Analysts said the product is expected to experience higher levels mainly due to tight supply, driven by demand from industries such as auto and healthcare.
“The increased demand for rubber gloves and packing bands during the pandemic has led to a tight supply of natural rubber … The global rubber supply is already short due to storage in China, while US automakers are rushing to secure shipments before the market is squeezed any further, ”said NS Ramaswamy, head of commodities at Ventura Securities.
India is the world’s second largest consumer of natural rubber, behind China, and the sixth largest producer.
Rubber prices have risen by around 10 percent so far this year and some see the potential for a further 9 percent rise in the future.
Is it time to take a stand?
Ajay Kedia, founder and director of Kedia Advisory, has a positive outlook on natural rubber with a price set to test levels of Rs 17,050 to 17,300 over the next month.
Ramaswamy recommends buying the contract close to the month above Rs 17,350 for a target of Rs 18,500 with a stop loss at Rs 16,500. “Technically, we expect MCX rubber to trade sideways over the course of the month. the next few weeks (Rs 17,350-Rs 15,500) with a possible break on each side, “he said.
The way to go
Natural rubber is expected to trade firmly in the coming week, but disruptions due to issues related to the pandemic will be closely monitored for clues, an analyst said.

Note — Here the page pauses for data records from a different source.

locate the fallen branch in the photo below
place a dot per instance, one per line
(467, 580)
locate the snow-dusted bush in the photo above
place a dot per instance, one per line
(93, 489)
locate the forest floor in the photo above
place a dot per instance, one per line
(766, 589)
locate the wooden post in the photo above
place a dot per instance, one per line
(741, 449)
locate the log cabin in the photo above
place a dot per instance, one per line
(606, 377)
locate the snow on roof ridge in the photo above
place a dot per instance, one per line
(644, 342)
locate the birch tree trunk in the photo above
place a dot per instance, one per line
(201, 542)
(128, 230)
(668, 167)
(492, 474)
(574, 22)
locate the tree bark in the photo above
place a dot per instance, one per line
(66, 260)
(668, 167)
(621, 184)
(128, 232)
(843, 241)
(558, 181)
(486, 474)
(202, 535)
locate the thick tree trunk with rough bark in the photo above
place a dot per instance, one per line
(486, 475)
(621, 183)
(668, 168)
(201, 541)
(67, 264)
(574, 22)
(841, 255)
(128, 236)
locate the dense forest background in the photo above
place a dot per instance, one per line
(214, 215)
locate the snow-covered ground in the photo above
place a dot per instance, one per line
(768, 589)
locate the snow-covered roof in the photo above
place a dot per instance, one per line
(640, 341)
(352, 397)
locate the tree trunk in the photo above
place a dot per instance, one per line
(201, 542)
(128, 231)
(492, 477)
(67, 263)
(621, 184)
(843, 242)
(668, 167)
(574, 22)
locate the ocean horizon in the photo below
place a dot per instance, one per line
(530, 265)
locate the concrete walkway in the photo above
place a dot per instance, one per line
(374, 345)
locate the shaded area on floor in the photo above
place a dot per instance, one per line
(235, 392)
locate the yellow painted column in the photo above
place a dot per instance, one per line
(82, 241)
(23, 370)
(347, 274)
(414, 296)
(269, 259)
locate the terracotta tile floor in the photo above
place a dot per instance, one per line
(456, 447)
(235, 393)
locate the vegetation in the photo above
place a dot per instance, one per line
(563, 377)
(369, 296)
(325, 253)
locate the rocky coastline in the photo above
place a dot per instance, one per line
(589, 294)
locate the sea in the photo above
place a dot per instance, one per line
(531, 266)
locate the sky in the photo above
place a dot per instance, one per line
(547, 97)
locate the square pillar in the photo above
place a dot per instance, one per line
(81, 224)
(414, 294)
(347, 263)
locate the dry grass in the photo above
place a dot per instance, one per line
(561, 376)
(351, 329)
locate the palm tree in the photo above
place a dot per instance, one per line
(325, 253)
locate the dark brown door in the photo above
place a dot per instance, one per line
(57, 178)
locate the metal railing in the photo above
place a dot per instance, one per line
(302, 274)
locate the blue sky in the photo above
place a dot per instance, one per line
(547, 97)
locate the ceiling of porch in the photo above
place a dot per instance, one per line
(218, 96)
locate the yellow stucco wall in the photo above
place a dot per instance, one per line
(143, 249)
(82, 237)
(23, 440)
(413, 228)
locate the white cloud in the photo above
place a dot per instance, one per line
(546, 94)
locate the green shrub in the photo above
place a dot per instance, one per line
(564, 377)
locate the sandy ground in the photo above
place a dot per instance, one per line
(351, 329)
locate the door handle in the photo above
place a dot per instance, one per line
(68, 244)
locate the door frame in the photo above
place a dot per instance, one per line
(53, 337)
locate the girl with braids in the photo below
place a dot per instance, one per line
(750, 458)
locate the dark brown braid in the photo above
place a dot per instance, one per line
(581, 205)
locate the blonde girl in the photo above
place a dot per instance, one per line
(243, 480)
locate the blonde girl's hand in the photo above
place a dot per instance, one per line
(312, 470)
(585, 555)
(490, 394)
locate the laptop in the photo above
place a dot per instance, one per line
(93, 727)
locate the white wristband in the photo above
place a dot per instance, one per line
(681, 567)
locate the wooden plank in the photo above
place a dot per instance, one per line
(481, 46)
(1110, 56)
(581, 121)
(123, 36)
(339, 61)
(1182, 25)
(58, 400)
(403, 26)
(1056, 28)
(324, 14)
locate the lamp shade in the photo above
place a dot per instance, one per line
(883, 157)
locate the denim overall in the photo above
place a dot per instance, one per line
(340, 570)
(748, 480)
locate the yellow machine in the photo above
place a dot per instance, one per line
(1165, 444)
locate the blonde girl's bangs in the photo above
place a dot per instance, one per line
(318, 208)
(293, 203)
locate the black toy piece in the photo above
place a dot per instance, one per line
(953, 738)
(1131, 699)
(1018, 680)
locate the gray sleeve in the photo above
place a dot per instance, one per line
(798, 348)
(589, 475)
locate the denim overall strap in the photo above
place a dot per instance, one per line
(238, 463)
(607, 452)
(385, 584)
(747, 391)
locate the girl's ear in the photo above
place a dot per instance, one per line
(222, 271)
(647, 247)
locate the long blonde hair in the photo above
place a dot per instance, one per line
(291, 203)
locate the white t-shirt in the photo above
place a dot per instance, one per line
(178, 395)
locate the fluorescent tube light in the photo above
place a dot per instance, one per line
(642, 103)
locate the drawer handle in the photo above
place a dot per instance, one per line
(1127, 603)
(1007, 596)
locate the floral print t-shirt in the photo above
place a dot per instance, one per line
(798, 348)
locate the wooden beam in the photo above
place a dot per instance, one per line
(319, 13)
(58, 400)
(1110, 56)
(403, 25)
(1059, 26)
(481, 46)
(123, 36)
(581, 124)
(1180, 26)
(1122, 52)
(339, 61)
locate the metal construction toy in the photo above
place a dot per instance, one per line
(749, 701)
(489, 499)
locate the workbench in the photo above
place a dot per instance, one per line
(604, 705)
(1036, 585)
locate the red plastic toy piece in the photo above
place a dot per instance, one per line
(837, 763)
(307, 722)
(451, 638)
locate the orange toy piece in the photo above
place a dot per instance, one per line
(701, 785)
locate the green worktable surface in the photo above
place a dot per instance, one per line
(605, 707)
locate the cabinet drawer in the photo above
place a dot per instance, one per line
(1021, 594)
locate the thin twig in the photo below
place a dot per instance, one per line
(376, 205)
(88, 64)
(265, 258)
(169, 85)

“Consecutive vacancies in major international natural rubber markets and major economic data from the United States and China will weigh on prices,” said Anu V Pai, research analyst at
Market players will also closely follow updates on manufacturing activity for clues on rubber prices. Analysts say any negative news from the industry can affect demand for the product.
“A correction in crude oil rates would lower rubber prices,” said Ramaswamy of Ventura.
Meanwhile, Brent futures traded more than 1% stronger at $ 68 a barrel in the last update. The benchmark oil index has appreciated 32% so far this year.